Anomalous performance differences between MS7 and Linux

dehvidc1 · ‎01-19-2011

I've been doing a project for a few months that started with a model study using ICC on MS7 and after getting good performance improvements I'm now introducing the changes to the Linux production system.

The MS7 code was essentially the product system code with a few changes to input and output to make it easier to port. Functionally it was pretty much identical to the production system.

The MS7 system (dual CPU, quad cores, no hyper-threading) used a slightly earlier ICC version. I'm using ICC 12.0 on Linux. I'm building on a a Dell Cluster where the build node is twin CPU's, quad physical cores with hyperthreading. The cluster nodes I'm timing on are twin CPU's, six physical cores with hyperthreading.

As the initial Linux timing numbers jumped around (the logical cores were all running processes) I'm timing with one process per node.

I'm not seeing the same compiler timing improvements I saw on MS7.

On MS7 I had the following averages in seconds (baseline was extrapolated from gcc production system):

Baseline 1152
O2 895
O3 828
O3, fp:fast=2 780
O2, No aliasing, fp:fast=2 629

Total drop of 45% just using compiler switches. All good.

On Linux I have the following averages (absolute numbers shouldn't be compared to MS7, baseline is gcc O2):

Baseline 1591
O2 1191
O3 1264
O2 no alias 1291
O2 fp fast =2 1190
O2 no alias, fp fast=2 1268

So a nice roughly 25% drop using ICC O2 but O3 is slower, fp fast=2 has no impact and no alias also makes the executable run slower!

The nodes have more than enough memory for the datasets I've timed and the CPU's are 100% utilised ie application is compute bound.

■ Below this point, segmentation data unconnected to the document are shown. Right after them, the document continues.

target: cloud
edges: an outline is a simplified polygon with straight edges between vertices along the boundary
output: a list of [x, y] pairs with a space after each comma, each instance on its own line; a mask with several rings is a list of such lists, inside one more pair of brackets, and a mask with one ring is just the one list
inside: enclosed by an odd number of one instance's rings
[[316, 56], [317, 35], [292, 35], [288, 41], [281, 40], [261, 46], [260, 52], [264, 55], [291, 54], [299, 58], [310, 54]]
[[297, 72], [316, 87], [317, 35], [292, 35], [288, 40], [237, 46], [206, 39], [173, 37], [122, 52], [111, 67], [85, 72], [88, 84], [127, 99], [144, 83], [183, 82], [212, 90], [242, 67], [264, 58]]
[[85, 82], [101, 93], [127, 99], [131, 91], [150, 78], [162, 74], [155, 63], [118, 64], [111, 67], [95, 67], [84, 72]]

The optimisation effects don't look right particularly given my experience on MS7.

Any suggestions?

Regards

David

TimP · ‎01-20-2011

Setting KMP_AFFINITY so as to use at most 1 thread per core, and keep each thread to 1 core, could be useful in timing experiments, even when you limit it to 1 thread. I'm still not convinced that stable performance results can always be achieved on 6 core with HT.
Have you looked at opt-report to check that these option changes actually make a difference at compile time?
My own expectations of some of these options:
fast=2 would invoke complex limited range. Without complex, I don't know why it would be worth while.
O3 invokes loop optimizations such as swaps and fusion so as to promote vectorization. You should see the difference, if any, in the vec-report.
If you have expressions which depend on observance of parentheses, all bets are off with fp:fast. Remember that these options are spelled differently in the linux compiler.
With the 12.0 compiler, many of the optimizations which would be killed by -fp-model source can be restored for an individual for loop by the #pragma simd, so you may be able to get optimizations which are broken by -fp-model fast together with some which are broken by -fp-model source.

dehvidc1 · ‎01-23-2011

Tim: Setting KMP_AFFINITY so as to use at most 1 thread per core, and keep each thread to 1 core, could be useful in timing experiments, even when you limit it to 1 thread. I'm still not convinced that stable performance results can always be achieved on 6 core with HT.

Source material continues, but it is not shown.